Before moving to approve the three grants, Supervisor Mark Lovelace noted that the latter two projects had a lot in common, insofar as they could help owners of timber or agricultural land. “Again and again, we hear the alternative is subdivision or some other kind of development, which is not beneficial to the county’s goals, or to the goals of the landowners,” he said. “So in both of these cases, helping landowners find other ways to realize value off their land on an ongoing basis is a great thing.”

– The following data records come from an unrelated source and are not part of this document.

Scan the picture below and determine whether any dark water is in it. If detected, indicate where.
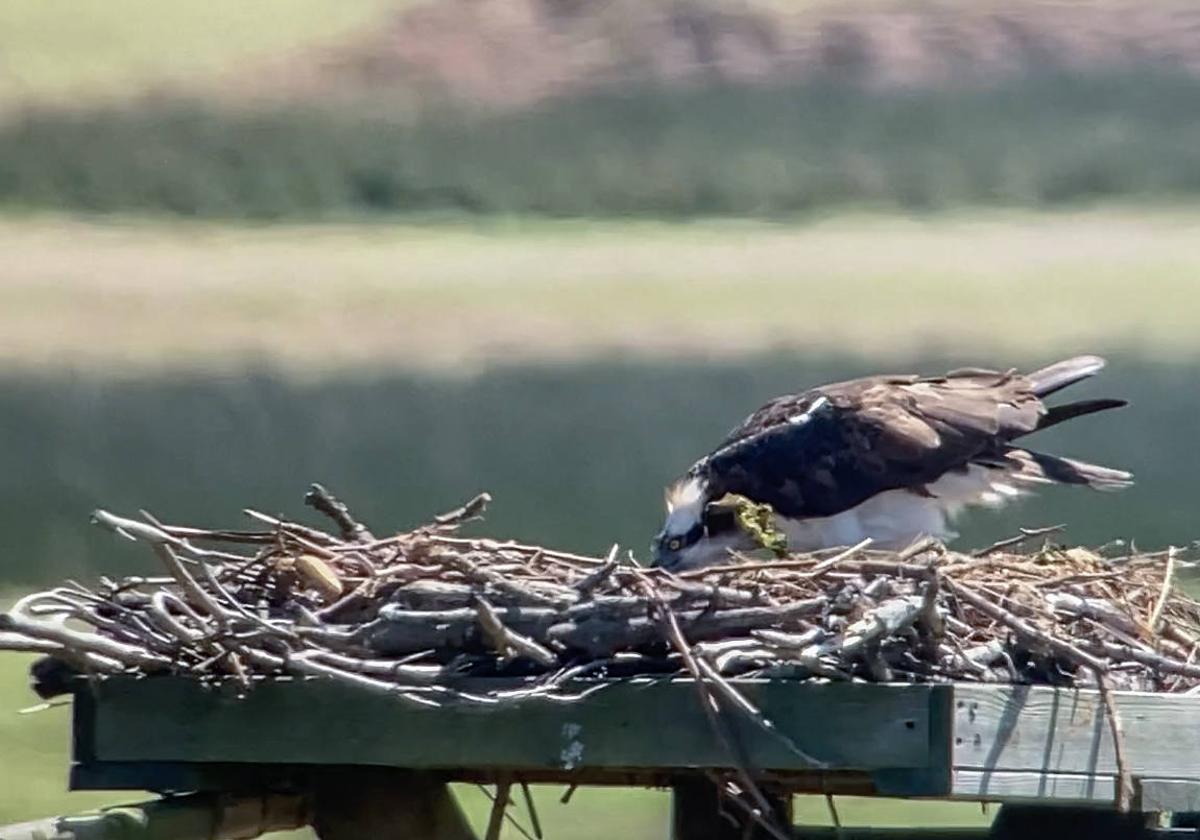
[0,356,1200,583]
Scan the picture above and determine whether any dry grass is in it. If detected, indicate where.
[0,211,1200,372]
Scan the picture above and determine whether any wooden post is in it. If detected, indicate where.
[671,776,792,840]
[312,767,476,840]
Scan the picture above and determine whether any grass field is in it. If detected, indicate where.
[0,0,403,107]
[7,210,1200,372]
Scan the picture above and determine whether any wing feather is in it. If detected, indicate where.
[690,368,1070,518]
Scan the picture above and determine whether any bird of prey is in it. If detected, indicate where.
[653,355,1133,570]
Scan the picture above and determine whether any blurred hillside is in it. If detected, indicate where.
[0,0,1200,218]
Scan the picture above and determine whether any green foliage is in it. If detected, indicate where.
[731,496,787,557]
[7,71,1200,218]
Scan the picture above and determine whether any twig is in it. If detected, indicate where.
[484,781,512,840]
[1146,546,1177,636]
[1096,671,1133,814]
[433,493,492,528]
[521,780,542,840]
[972,524,1067,557]
[304,484,374,542]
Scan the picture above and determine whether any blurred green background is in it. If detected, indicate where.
[0,0,1200,838]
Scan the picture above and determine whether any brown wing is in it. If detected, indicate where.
[691,370,1046,518]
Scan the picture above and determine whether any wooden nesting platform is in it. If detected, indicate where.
[63,677,1200,835]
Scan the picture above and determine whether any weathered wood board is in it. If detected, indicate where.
[953,685,1200,779]
[73,678,1200,810]
[950,685,1200,810]
[76,678,949,772]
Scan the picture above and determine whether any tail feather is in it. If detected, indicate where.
[1026,355,1105,397]
[1004,449,1133,490]
[1038,400,1129,431]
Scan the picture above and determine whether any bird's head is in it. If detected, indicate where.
[650,478,754,571]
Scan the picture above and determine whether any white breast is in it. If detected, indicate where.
[779,464,1020,551]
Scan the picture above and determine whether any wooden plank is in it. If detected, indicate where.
[950,769,1116,804]
[76,677,949,770]
[953,685,1200,779]
[1140,779,1200,814]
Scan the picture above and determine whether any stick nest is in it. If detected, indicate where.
[0,485,1200,704]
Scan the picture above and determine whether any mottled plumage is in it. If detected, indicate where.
[655,356,1130,566]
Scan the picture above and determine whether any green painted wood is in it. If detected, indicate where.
[953,685,1200,780]
[74,678,949,770]
[0,793,307,840]
[871,686,954,797]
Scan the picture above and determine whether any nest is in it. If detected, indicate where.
[0,486,1200,704]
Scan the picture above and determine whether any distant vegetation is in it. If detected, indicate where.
[7,73,1200,218]
[0,0,407,108]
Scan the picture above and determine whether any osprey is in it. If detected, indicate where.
[653,356,1133,570]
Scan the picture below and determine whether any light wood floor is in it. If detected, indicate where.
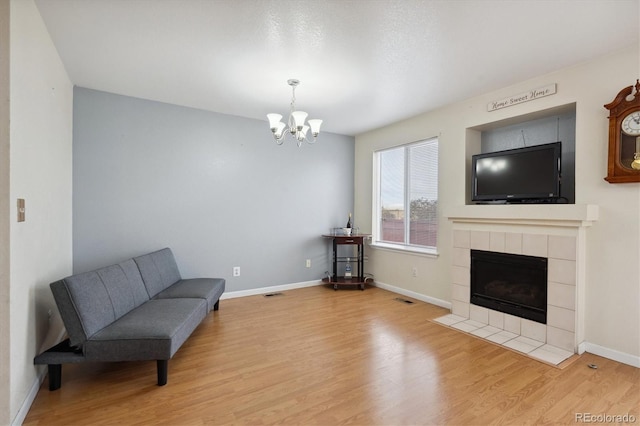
[24,286,640,425]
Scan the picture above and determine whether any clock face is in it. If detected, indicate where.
[622,111,640,136]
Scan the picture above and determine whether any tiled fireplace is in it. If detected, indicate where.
[440,204,598,363]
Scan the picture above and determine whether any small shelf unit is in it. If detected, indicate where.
[322,234,371,290]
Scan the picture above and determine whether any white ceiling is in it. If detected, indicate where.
[36,0,640,135]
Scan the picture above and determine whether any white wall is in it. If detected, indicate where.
[8,0,73,421]
[354,45,640,359]
[0,0,11,425]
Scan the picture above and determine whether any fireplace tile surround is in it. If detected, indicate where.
[437,205,598,364]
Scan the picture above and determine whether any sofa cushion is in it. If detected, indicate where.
[155,278,225,312]
[96,261,149,318]
[133,248,181,298]
[84,298,207,361]
[51,271,116,346]
[51,260,154,346]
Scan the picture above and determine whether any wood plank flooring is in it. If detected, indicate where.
[24,286,640,425]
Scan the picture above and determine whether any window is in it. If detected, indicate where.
[373,139,438,253]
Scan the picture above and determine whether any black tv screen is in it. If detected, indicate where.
[471,142,562,203]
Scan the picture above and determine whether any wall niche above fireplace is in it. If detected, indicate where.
[465,103,576,205]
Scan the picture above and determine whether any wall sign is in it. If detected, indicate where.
[487,83,556,112]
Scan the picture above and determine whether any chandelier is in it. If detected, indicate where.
[267,78,322,146]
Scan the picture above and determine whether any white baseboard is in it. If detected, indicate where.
[11,329,67,426]
[220,280,322,300]
[578,342,640,368]
[373,281,451,309]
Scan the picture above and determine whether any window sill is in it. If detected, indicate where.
[369,241,439,258]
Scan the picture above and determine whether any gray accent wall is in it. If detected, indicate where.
[73,87,354,292]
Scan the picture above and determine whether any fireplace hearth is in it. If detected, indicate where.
[470,250,547,324]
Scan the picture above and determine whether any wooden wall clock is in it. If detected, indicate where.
[604,80,640,183]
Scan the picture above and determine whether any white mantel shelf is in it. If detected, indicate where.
[445,204,599,228]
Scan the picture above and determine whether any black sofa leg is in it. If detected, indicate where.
[158,359,169,386]
[49,364,62,391]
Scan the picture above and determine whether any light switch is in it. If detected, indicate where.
[18,198,24,222]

The Headwaters Fund board declined to fund three other proposals, but one of them caught the eye of Supervisor Jill Duffy and a few people in the audience. That was a request for $24,870 from the Northcoast Regional Land Trust to initiate what it calls a “Voluntary Oak Woodlands Conservation Program.” According to the application, the program would be a first step to make the owners of Humboldt County’s estimated 340,000 acres of oak lands eligible for state conservation funding. Duffy questioned Headwaters Board staffer Dawn Elsbree about the Headwaters Fund Board’s rationale for excluding the oak project from its list of recommendations. Elsbree said only that members of the board did not rate the project as highly as the others, according to the decision matrix that Headwaters Fund employs. In addition, the board wanted to keep some of this year’s $150,000 available for the next two rounds of funding.

A compromise was struck in the end: The Board of Supervisors voted to send the Oak Conservation Program back to the Headwaters Fund Board with a request that they reexamine it in the next funding go-round.

After the vote, the Board of Supervisors entertained another request for Headwaters funding. The Humboldt Bay Harbor, Recreation and Conservation District had originally hoped to secure $200,000 from a different pocket of the Headwaters Fund — the Community Investment Fund, which is aimed at infrastructure projects — to finance a before-and-after study of the socioeconomic impacts of the Marine Life Protection Act, which will soon be implemented on the North Coast. (See related story elsewhere in this paper.)

The Headwaters Fund Board had cut the request down to $50,000, asking the district to demonstrate support for the project from other interested parties before releasing any more funds. Harbor District staff asked for the original amount — work, they said, needed to begin right away to meet upcoming deadlines — but the supervisors eventually voted 5-0 to approve the lower amount, with more to follow upon the district meeting the Fund’s guidelines.